«¡Qué noche, Guillermo, qué noche tan horrible he pasado! Ahora tengo valor para todo. No volveré a verla. ¡Oh!, que no pueda ir volando a arrojarme en tus brazos; que no pueda, amigo mío, expresarte con el mayor transporte y derramando un raudal de llanto los sentimientos que oprimen mi corazón! Heme aquí, delante de mi pupitre, casi sin aliento, procurando sosegarme y aguardando a que amanezca, porque los caballos estarán
ensillados al despuntar el sol.
«¡Ah! Carlota duerme descuidada sin sospechar que no
volverá a verme. He tenido bastante valor para separarme
de ella sin descubrir mi secreto durante una conversación
de dos horas. ¡Y qué conversación, Dios mío!
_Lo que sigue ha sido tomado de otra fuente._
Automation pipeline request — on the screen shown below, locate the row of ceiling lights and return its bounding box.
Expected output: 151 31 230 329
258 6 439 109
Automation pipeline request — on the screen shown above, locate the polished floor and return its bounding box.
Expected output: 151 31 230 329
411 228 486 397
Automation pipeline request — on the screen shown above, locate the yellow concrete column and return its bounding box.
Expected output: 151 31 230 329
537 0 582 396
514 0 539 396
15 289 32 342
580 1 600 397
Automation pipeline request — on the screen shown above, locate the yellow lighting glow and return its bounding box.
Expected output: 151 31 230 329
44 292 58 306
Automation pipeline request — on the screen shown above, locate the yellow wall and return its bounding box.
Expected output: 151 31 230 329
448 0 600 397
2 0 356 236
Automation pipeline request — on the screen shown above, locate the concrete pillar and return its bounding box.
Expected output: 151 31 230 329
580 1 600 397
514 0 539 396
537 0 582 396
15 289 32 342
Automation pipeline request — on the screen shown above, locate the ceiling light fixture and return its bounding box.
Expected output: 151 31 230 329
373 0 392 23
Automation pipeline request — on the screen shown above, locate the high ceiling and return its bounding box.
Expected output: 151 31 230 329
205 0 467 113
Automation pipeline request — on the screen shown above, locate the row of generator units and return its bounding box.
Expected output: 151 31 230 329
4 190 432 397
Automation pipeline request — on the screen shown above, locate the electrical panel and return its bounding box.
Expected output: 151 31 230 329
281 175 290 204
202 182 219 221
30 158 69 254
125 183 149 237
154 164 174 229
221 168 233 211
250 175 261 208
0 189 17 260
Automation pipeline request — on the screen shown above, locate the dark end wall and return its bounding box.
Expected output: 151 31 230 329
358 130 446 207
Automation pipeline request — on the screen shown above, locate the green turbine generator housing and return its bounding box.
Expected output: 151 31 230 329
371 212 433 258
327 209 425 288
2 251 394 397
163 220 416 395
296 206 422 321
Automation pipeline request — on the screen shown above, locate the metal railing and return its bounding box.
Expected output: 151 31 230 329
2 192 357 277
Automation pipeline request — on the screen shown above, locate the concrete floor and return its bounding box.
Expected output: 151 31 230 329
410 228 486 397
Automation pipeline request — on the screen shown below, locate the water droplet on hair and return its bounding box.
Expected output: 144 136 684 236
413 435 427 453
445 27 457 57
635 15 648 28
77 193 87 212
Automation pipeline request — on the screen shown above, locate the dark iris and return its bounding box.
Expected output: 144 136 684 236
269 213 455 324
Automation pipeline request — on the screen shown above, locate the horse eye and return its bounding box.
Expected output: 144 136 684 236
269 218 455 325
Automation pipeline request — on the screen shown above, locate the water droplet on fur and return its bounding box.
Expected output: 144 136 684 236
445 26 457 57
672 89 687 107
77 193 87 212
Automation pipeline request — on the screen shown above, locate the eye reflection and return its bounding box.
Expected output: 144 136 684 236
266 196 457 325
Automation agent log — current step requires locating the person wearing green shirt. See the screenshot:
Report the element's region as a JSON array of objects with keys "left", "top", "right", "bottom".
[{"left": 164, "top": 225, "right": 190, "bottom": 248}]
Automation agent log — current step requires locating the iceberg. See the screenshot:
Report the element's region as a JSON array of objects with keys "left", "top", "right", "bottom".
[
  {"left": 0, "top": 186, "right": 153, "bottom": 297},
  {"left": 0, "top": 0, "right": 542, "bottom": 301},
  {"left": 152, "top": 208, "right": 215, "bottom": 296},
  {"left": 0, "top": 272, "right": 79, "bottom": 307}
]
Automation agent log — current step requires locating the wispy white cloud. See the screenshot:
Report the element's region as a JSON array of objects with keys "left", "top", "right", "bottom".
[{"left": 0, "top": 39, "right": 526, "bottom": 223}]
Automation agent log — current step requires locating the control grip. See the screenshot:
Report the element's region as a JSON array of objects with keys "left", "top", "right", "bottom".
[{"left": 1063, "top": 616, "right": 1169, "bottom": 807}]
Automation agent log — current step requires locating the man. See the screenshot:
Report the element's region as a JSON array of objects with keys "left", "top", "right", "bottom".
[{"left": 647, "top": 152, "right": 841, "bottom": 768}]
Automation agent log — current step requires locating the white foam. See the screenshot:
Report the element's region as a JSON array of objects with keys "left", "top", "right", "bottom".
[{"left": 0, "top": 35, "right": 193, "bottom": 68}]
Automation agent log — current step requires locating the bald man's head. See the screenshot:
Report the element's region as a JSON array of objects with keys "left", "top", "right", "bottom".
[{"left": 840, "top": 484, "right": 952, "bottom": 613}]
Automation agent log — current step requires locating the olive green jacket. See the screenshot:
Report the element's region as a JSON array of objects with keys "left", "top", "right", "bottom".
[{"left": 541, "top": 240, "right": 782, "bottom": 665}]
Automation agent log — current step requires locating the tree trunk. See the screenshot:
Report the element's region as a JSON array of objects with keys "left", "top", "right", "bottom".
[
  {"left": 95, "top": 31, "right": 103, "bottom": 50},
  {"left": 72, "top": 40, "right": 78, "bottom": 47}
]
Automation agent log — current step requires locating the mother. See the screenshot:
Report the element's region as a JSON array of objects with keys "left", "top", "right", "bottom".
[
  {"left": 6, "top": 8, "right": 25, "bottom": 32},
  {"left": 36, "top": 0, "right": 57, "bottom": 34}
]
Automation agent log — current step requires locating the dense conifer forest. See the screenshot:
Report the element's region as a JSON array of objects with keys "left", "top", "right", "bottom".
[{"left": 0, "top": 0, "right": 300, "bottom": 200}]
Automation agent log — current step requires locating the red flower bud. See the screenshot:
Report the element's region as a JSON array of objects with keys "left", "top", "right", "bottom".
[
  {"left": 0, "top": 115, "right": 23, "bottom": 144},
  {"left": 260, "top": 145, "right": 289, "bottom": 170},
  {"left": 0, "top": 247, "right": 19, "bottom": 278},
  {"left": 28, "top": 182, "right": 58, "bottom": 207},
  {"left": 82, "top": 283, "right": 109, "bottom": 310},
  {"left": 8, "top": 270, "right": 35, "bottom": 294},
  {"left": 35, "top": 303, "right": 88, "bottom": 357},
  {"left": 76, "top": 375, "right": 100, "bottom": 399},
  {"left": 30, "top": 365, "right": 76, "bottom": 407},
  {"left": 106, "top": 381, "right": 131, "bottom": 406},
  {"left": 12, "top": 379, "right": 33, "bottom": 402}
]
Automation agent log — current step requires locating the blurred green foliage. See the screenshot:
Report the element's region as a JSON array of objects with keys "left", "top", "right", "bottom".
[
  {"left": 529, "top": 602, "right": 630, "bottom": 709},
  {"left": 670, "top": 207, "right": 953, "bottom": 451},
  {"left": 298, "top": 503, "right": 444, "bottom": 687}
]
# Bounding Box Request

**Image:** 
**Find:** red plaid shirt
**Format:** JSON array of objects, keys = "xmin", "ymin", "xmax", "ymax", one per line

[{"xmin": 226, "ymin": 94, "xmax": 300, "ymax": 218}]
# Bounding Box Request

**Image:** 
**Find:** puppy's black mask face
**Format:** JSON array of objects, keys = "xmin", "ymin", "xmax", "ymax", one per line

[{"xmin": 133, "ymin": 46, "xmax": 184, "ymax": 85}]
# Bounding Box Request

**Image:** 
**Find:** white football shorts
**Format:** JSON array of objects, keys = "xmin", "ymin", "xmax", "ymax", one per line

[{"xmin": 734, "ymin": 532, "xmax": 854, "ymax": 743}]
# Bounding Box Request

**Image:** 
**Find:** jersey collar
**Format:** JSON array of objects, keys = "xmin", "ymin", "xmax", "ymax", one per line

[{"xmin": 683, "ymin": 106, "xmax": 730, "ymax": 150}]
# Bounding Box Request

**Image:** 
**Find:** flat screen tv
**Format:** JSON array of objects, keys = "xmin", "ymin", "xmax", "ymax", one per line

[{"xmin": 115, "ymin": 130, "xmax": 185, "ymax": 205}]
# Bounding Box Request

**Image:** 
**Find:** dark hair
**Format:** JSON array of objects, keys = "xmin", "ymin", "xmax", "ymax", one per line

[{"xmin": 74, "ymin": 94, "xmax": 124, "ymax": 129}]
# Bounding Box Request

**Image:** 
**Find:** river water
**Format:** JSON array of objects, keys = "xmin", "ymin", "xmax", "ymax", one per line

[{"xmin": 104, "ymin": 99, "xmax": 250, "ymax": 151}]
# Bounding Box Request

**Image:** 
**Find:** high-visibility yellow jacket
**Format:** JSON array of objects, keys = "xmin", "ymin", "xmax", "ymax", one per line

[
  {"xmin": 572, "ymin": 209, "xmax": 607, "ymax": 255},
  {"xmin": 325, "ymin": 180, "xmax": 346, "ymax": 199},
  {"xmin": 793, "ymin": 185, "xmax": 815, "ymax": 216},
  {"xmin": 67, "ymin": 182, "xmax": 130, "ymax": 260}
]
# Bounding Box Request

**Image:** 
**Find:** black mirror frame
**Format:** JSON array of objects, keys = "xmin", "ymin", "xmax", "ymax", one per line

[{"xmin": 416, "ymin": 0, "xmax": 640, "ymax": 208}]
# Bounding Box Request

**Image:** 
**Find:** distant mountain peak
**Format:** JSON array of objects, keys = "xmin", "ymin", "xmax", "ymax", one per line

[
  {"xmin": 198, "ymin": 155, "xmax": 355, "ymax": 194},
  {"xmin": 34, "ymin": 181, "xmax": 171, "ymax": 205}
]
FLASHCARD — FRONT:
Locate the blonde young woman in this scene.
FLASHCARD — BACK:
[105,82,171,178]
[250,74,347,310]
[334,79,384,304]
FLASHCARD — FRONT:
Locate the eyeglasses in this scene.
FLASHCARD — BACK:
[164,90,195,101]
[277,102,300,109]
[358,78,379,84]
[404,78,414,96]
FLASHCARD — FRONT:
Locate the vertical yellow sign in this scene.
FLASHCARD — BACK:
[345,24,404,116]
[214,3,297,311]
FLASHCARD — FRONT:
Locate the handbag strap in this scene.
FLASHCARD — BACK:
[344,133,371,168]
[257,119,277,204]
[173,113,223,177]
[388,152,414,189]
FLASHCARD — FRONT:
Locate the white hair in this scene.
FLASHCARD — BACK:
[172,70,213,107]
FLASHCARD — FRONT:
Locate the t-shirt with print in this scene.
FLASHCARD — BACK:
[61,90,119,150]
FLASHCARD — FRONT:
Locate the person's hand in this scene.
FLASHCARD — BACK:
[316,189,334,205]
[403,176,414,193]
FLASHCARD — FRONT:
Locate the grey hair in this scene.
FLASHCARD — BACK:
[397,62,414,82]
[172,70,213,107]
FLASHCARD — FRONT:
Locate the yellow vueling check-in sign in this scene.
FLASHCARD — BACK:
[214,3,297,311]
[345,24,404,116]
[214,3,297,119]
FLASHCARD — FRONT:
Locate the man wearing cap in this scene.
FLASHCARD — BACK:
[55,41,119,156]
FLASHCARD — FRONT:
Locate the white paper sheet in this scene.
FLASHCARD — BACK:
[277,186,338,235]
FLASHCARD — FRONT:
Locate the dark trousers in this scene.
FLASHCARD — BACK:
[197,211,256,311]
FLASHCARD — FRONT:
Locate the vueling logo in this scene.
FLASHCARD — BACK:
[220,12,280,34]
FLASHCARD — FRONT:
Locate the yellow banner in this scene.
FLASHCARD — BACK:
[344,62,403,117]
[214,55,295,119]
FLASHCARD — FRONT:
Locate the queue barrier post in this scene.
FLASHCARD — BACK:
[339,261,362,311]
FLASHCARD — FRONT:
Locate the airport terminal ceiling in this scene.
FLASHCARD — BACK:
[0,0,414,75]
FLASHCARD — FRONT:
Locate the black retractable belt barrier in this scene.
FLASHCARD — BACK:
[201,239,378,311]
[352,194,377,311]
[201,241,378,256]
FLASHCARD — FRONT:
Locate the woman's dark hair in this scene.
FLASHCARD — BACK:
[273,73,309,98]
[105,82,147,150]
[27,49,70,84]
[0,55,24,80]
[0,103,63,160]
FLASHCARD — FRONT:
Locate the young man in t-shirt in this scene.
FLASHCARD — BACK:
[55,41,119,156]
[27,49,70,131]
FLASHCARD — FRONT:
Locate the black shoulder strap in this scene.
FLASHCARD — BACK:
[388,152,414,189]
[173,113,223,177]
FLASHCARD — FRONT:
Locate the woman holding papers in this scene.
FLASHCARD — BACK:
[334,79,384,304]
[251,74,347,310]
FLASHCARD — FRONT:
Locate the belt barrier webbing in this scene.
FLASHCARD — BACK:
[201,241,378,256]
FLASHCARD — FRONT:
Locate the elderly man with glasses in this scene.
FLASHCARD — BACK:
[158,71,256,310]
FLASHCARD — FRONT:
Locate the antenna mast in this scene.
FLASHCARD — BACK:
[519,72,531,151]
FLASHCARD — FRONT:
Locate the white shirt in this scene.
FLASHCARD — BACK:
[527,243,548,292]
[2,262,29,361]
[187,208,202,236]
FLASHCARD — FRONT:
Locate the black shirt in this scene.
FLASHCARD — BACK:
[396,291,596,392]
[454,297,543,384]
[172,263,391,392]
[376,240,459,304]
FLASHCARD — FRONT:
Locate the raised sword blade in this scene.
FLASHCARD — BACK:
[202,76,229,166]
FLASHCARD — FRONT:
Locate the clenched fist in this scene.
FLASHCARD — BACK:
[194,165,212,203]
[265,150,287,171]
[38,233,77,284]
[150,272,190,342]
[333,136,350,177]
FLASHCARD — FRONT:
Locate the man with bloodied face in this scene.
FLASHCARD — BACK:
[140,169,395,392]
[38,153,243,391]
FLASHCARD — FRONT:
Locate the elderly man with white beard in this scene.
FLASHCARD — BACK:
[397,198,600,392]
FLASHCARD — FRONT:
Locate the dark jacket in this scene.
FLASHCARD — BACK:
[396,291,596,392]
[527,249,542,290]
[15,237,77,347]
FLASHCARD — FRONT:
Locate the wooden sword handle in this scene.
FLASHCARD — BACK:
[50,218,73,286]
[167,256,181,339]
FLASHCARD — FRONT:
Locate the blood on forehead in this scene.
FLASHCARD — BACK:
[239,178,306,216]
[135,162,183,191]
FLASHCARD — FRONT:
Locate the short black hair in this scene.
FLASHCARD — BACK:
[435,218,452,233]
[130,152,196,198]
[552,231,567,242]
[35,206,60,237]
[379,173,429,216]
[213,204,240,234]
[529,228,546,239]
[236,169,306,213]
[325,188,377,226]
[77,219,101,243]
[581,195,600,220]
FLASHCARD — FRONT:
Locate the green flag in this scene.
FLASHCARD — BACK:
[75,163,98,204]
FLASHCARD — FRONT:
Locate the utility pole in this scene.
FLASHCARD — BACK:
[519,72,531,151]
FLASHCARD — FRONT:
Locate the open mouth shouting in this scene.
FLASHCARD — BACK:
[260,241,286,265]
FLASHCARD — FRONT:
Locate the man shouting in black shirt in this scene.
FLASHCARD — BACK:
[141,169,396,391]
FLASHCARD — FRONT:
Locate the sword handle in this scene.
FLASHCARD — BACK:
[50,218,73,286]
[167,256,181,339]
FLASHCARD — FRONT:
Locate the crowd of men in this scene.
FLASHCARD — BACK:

«Alberto me había ofrecido que iría al jardín con Carlota
después de cenar. Yo estaba en la explanada, bajo los
corpulentos castaños, viendo por última vez el sol que se
oculta más allá del risueño valle, y el río que se desliza
mansamente. ¡Había estado tantas veces con ella en aquel
paraje! ¡Había contemplado tantas veces el mismo
magnífico espectáculo! Y ahora . . . Empecé a ir y venir
por aquella alameda, para mí tan querida, donde un
atractivo secreto y simpático me había retenido
frecuentemente antes de conocer a Carlota. ¡Con qué
placer, al alborear nuestra amistad, nos dimos mutuamente
cuenta de la preferencia que nos inspiraba este sitio, que
es, sin duda, uno de los más seductores que conozco
entre las creaciones del arte!
«A través de los castaños se descubre una vasta
perspectiva. . . ¡Ah! Recuerdo que te he hablado bastante
en mis cartas de estos altos muros de haya y de esta
alameda en que insensiblemente va desapareciendo la luz
cuanto más próximo está un bosquecillo donde termina y
donde todo se confunde en una plazoleta que parece
impregnada de todas las melancolías de la soledad. Aún
me dura la indefinible sensación que experimenté cuando
entré en ella por primera vez. En el instante en que el sol
se hallaba en lo más alto de su carrera; ya entonces tuve
un vago presentimiento de que aquel alto paraje sería para
mí teatro de infinito dolor y grandes alegrías.
«Hacía media hora que estaba entregado a los dulces y
crueles pensamientos de la despedida y de volvernos a
ver, cuando los vi subir por la explanada. Corrí hacia
ellos, cogí con el mayor entusiasmo la mano de Carlota y
se la besé. Llegábamos a lo más alto cuando apareció la
luna por detrás de los zarzales que cubrían la colina.